J’exerce également dans un institut spécialisé dans les maladies neuro-dégénératives chez le sujet de moins de 60 ans.
Je me souviendrai toujours de ce monsieur de 52 ans, appelons le monsieur A., ancien marathonien, gaillard d’1m80, taillé dans la pierre qui avait perdu toute forme de langage. Il déambulait en marmonnant une langue qu’il était le seul à comprendre. Les mots que les soignants proféraient semblaient glisser sur lui et il semblait complètement perdu et hermétique à nos propos. Il ne comprenait plus le maniement des couverts à table, et ne savait plus non plus porter les aliments à la bouche, si bien qu’il était nourri à la cuillère, un peu comme les nourrissons par le personnel soignant.

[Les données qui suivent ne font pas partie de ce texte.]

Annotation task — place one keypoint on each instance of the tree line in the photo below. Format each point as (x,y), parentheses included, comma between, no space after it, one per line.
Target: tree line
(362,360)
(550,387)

Il portait une grenouillère afin d’éviter qu’il ne joue avec ses selles ou les portent à la bouche ou encore qu’il urine au sol après avoir ôté sa protection.

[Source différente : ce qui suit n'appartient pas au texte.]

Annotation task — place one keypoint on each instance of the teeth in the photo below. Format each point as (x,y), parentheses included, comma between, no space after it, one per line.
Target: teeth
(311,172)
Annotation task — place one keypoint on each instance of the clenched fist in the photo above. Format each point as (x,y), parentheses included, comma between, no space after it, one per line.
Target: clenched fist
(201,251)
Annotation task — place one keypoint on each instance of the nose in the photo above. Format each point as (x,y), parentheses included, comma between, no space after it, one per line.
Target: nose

L’atteinte cognitive était majeure, alors que sa capacité physique était encore à cette époque intacte.
Lorsqu’il déambulait dans le couloir marmonnant tout seul, chacun d’entre nous, les soignants, craignions de le croiser. En effet, malgré ses airs sympathiques, il pouvait tout à fait se jeter sur nous pour tenter de nous étrangler.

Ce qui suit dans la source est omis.